Likewise, Garrett-Evangelical’s emphasis on justice across sexuality and gender could offer a growing edge for Indian colleagues. LGBTQIA+ inclusivity is not as much a part of the conversation in Indian churches and institutions, where it’s often still swept under the carpet. Singh says, “We could also be helpful thinking through questions about gender equality.” Patro remembers this as one of the differences he noticed on the tour. “In many seminaries, the women faculty were not as vocal as the men,” he notes. The vibrant explosion of Dalit theology is one place where we can already see the fruits of how Indian communities have embraced liberation theologies from the Americas. “After being told for centuries that you have no place on the deity’s body,” Singh explains, “it’s such a redeeming theology to be told you are part of the body of Christ.”

While liberative learning across difference is an essential goal for any cultural exchange, Patro shares his admiration for how Garrett-Evangelical is focused on staying true to our values without violating other people’s religious and cultural autonomy—a delicate line to walk. “We are bringing a fresh perspective to Indian seminaries,” he says, “but the ethical challenge in this approach is to not repeat what our forefathers did.”

The persistent focus on reciprocal exchange is one way to push back against colonial ethos, keeping focus where it’s rightly deserved—the joys of learning in community. “You can read as much as you want,” Patro says, “but when you live with folks from different countries and listen to their cultural frame, it totally changes your perspective.” We cannot be a global church without learning from how our global neighbors think. “The way I read a text is different from how someone who’s from Kansas reads it,” he observes, “The beauty of an intercultural classroom is how lived experiences shape the ways we learn. You can’t buy that.”

Garrett-Evangelical’s responsibility moving forward, says Ostlund, is to transform institutional structures to match the ethics of our academic commitments. “How can the business model create benefits for both Indian institutions and ourselves?” he asks, “How can we invest money into services and support for international students? How can we think beyond building a tuition revenue stream from India to nurturing an integrated relationship with the rich scholarship that’s already happening there?” It’s incredible that Garrett-Evangelical’s faculty has leading experts in decolonial theology, he says, “but a genuine decolonial commitment must change our financial aid policy.
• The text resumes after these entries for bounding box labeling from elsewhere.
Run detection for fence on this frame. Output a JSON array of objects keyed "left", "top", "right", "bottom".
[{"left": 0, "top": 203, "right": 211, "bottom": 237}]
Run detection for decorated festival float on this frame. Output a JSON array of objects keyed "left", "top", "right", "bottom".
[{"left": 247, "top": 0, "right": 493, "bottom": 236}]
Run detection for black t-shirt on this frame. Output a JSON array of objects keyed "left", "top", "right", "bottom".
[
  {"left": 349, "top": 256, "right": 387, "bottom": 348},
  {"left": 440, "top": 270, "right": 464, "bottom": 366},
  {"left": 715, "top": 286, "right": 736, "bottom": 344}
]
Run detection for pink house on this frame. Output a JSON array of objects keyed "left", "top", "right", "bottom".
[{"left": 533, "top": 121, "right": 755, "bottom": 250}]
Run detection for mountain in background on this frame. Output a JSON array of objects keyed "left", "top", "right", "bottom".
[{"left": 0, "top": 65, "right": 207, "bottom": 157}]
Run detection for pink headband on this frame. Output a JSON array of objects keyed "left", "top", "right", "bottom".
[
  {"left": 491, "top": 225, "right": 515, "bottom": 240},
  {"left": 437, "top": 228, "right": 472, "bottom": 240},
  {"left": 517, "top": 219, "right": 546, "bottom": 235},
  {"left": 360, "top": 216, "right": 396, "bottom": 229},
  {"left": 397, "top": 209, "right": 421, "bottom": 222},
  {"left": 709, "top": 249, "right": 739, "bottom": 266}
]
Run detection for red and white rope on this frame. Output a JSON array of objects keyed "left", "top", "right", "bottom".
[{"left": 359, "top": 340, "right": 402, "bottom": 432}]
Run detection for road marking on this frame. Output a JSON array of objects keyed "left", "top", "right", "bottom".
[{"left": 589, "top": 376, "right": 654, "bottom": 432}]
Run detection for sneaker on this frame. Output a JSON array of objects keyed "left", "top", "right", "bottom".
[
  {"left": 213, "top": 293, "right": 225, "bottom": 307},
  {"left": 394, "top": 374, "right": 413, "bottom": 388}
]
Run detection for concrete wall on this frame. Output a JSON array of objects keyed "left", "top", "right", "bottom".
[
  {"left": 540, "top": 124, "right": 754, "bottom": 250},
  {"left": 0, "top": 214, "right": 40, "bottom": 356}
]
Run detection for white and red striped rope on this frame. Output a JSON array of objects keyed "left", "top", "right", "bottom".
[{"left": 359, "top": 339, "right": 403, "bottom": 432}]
It has to change how we read applications, how we launch new programs, and how we build curricula.”

The hope, President Viera explains, is that this trip will blossom—driven by our collective needs, gifts and passions—into forms we cannot expect, as has already happened elsewhere in the world. “Whenever we see admissions energy in a new global context, our question is now, ‘How we can build investment there as much as they’re investing in us with students?” Viera says with a grin, “We went to Africa University in Zimbabwe because of a similar trend, and just received a co-authored grant that will launch a contextual program that will allow for contextual theological formation with possible collaboration between our faculty and theirs.” It’s too early to say where our Indian partnerships are headed, but one thing we know for certain: that growth will be guided by deep mutuality and respect.